It is very strange to be a college professor when less than two years ago I was a college student. I am now the expert on the subject of oral English (even though I say things like gonna, wanna, and occasionally: y'all).
The students are very kind and eager to learn and it makes adjusting to this new place a whole lot easier. They have given me a lot of positive energy to work with, and they complete the tasks I give them without argument. They seem genuinely curious about America and how to speak the English language as an American would (so yes, sometimes I do say "gonna" in class). On the other hand, they are willing to help me as I cautiously approach the Chinese language. It is definitely a need-to-know item while in China, so they've helped me to pronounce a few words to get started. They laugh kindly when I butcher the pronunciation of Nanchang University. And they also give me great recommendations, such as the Milk Tea that I am currently trying (it's delicious by the way!)

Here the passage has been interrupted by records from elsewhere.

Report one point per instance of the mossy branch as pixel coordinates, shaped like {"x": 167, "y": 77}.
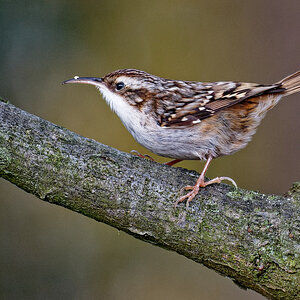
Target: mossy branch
{"x": 247, "y": 236}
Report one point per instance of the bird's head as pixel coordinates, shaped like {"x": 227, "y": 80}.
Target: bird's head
{"x": 123, "y": 87}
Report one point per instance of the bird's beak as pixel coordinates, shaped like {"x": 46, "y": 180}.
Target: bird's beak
{"x": 87, "y": 80}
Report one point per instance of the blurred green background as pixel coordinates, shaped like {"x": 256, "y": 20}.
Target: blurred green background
{"x": 47, "y": 252}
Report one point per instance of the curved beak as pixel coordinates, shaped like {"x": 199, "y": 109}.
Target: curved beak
{"x": 86, "y": 80}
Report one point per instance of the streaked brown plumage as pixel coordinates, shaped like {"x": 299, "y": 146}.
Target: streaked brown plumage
{"x": 188, "y": 119}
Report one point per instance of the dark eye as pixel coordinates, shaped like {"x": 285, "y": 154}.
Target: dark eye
{"x": 120, "y": 85}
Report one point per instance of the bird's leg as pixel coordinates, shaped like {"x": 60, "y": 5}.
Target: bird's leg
{"x": 201, "y": 183}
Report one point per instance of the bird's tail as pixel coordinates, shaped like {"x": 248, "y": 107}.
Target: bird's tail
{"x": 291, "y": 84}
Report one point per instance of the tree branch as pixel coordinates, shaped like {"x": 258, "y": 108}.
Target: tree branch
{"x": 250, "y": 237}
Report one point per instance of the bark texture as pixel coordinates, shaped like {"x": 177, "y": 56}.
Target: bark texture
{"x": 250, "y": 237}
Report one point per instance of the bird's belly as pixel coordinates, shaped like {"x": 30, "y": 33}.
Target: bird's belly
{"x": 175, "y": 143}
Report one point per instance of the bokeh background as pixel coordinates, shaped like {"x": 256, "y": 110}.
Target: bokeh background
{"x": 47, "y": 252}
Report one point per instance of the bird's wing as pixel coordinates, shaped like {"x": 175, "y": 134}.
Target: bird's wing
{"x": 208, "y": 100}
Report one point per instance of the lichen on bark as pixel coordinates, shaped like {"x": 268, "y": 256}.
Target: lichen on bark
{"x": 250, "y": 237}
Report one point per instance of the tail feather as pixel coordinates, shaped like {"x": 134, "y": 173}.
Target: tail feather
{"x": 291, "y": 84}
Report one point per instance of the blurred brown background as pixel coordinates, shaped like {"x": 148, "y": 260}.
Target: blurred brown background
{"x": 47, "y": 252}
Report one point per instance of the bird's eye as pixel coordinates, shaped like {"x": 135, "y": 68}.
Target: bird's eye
{"x": 120, "y": 85}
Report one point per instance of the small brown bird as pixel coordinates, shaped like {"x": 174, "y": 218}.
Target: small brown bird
{"x": 188, "y": 119}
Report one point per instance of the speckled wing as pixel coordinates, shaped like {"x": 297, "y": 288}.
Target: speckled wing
{"x": 206, "y": 99}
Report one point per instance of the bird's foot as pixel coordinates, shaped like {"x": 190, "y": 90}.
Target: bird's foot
{"x": 195, "y": 189}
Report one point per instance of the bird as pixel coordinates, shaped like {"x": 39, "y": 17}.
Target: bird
{"x": 189, "y": 120}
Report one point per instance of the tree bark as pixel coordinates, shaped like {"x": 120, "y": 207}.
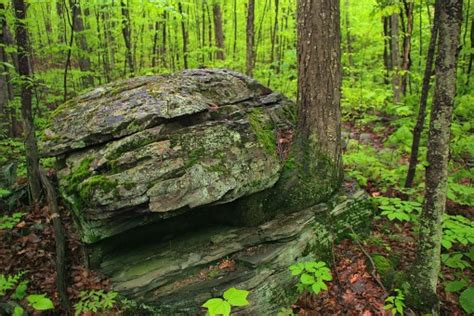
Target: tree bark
{"x": 184, "y": 34}
{"x": 348, "y": 35}
{"x": 219, "y": 34}
{"x": 395, "y": 58}
{"x": 420, "y": 121}
{"x": 406, "y": 56}
{"x": 126, "y": 32}
{"x": 425, "y": 272}
{"x": 250, "y": 37}
{"x": 31, "y": 149}
{"x": 60, "y": 241}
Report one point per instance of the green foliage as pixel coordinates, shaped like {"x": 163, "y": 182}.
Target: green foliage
{"x": 466, "y": 300}
{"x": 12, "y": 291}
{"x": 457, "y": 229}
{"x": 95, "y": 301}
{"x": 395, "y": 303}
{"x": 312, "y": 276}
{"x": 232, "y": 297}
{"x": 455, "y": 260}
{"x": 397, "y": 209}
{"x": 8, "y": 222}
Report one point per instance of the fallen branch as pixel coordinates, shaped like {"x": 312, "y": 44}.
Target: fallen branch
{"x": 61, "y": 276}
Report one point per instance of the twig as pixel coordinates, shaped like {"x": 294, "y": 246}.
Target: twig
{"x": 374, "y": 269}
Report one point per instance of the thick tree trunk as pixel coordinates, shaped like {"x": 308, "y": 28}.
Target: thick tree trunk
{"x": 31, "y": 149}
{"x": 81, "y": 42}
{"x": 319, "y": 82}
{"x": 184, "y": 34}
{"x": 126, "y": 32}
{"x": 250, "y": 37}
{"x": 425, "y": 272}
{"x": 395, "y": 58}
{"x": 425, "y": 88}
{"x": 406, "y": 56}
{"x": 219, "y": 33}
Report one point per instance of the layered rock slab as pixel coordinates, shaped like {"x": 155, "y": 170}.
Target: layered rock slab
{"x": 149, "y": 148}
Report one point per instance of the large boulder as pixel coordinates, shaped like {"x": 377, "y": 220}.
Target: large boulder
{"x": 149, "y": 148}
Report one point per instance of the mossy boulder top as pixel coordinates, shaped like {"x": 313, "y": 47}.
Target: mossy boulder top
{"x": 149, "y": 148}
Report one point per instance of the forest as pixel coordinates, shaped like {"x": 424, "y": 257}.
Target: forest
{"x": 270, "y": 157}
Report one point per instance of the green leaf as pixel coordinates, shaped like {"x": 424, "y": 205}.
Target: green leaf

It was not all butterflies and roses as I, along with my fellow co-workers, plowed through this first week of classes. We had difficulties when it came to getting classroom doors unlocked, using the technology (or lack thereof in some cases), and charging ahead without a curriculum by which to plan our lessons. Overall, I think we did very well, and I hope that our students feel that way too! Living on the other side of the world does not come without its challenges, but the experience itself may be enough to completely eclipse those small details. We have 9 months to find out!